もちろんそれは、『殺す殺す』と相手に向かって喚き立てていた幕僚だ。呆然とした表情で拳銃を構えたまま手を振った。その筒先にいる者達が慌てて首を引っ込める。
幕僚はそのまましばらくの間、『オレに向かって他にも文句がある者がいたらこいつをお見舞いしてやるゾ』、という顔をして銃口を周囲に振り向けていた。けれどもすぐに、
「おおおおうっ!」
叫んで銃を自分の口に突っ込み引き金を引いた。頭が吹き飛び、血しぶきが散る。脳天から麻婆豆腐のようなものをブチ撒けながら彼は倒れた。
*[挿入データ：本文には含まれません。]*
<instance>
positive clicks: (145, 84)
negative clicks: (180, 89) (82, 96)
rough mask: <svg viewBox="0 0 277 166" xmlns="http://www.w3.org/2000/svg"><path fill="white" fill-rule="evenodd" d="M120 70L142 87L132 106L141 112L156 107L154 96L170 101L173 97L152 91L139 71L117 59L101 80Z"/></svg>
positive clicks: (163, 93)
会議室が静まり返った。皆、ア然としてふたつの転がる死体を見る。
しばらくして誰かが言った。「なんでここに銃なんか持ち込んでるやつがいるんだ……」
そうだ、と藤堂も思った。ボディチェックは厳重に行われているはずだろうに……しかし、もはやそんなもの、今日という日に遂におざなりになっていたのか。それとも前からこの男はどうにかして銃を持ち込んでいたのだろうか。
床に広がるふたつの血溜り。いずれにしてもその口からもう真相は聞き出せない。